A breakaway gap is when the price suddenly jumps higher or lower, away from the previous trend and starts moving in the opposite direction. This type of gap is fairly normal and happens often. Each type of gap has a different meaning and implications for traders.Ī common gap is a period of time where the price of a security doesn’t move. There are four types of gaps that can occur on a stock chart: common, breakaway, runaway, and exhaustion. RECOMMENDED: Go here to see my no.1 recommendation for making money online Four Gap Types Traders who follow fundamental analysis may want to buy or sell the stock when it fills the gap. A company may have released new information that has caused the stock to gap up or down.
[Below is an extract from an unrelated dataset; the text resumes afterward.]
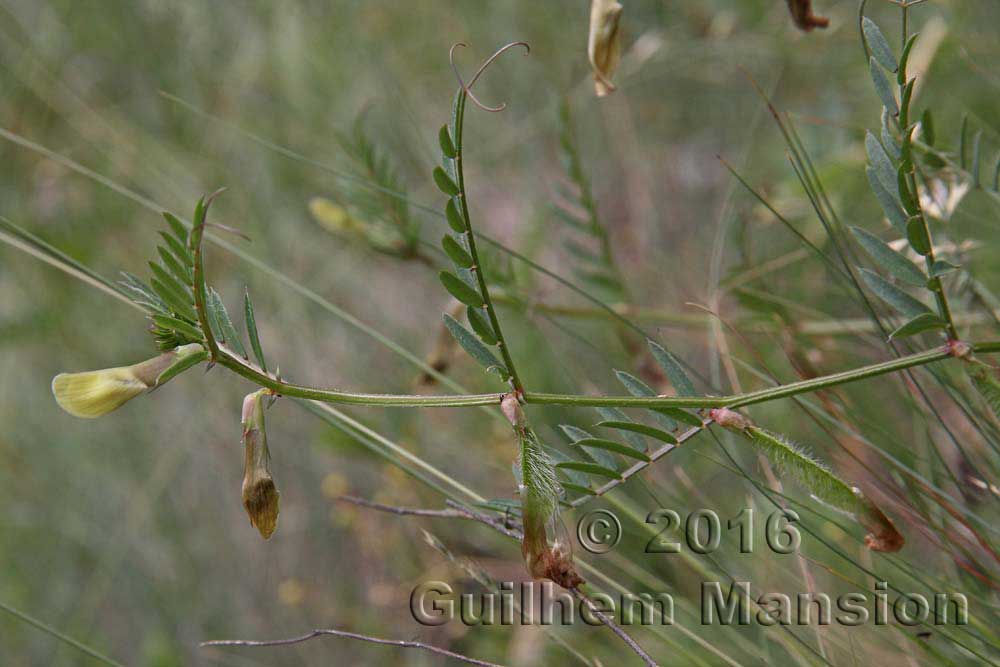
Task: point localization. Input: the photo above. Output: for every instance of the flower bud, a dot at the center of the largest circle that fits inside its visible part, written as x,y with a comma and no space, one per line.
97,393
604,44
260,495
Some traders believe that gaps need to be filled before the stock can continue moving in the direction of the gap.Īnother reason stocks may need to fill gaps is due to fundamental analysis. When a stock prices gaps up or down, it leaves a hole in the chart. One reason stocks may need to fill gaps is due to the price action. RECOMMENDED: Go here to see my no.1 recommendation for making money online Why do stocks need to fill gaps? Bullish gaps occur when the stock gaps up, while bearish gaps occur when the stock gaps down. Gaps can be either bullish or bearish, depending on the direction of the gap. Conversely, if an analyst downgrades a stock from “buy” to “hold”, this could cause the stock to gap down.įinally, gaps can also form due to technical factors such as a breakout from a key level of resistance or support. For example, if an analyst upgrades a stock from “hold” to “buy”, this could cause the stock to gap up. Similarly, if a company announces poor earnings, this could cause the stock to gap down as investors sell the stock.Īnother common reason for gaps is when there is a change in analyst ratings or price targets. For example, if a company announces a new product, this could cause the stock to gap up as investors buy the stock in anticipation of the new product. One common reason is that there is news about the company that causes investors to buy or sell the stock. There are many reasons why gaps can form in stocks. RECOMMENDED: Go here to see my no.1 recommendation for making money online What Causes Gaps? Such indicators are used by investment analysts and I have reviewed the works of some of the more popular ones like Marc Chaikin and Tom Gentile. We will take a closer look at them later. As their names suggest, breakout gaps signal a break from a previous trading range while continuation gaps signal the continuation of an existing trend. There are two types of gaps that commonly occur in the stock market: breakout gaps and continuation gaps. You might want to buy more shares at $12 to fill the gap.

For example, imagine you own shares of Company XYZ and the stock price gaps up from $10 to $12. The dictionary defines a gap fill as “an unfilled space or interval.” When it comes to stocks, a gap fill is the act of buying a stock to fill the void left by a previous price move. RECOMMENDED: Go here to see my no.1 recommendation for making money online What’s a Gap Fill?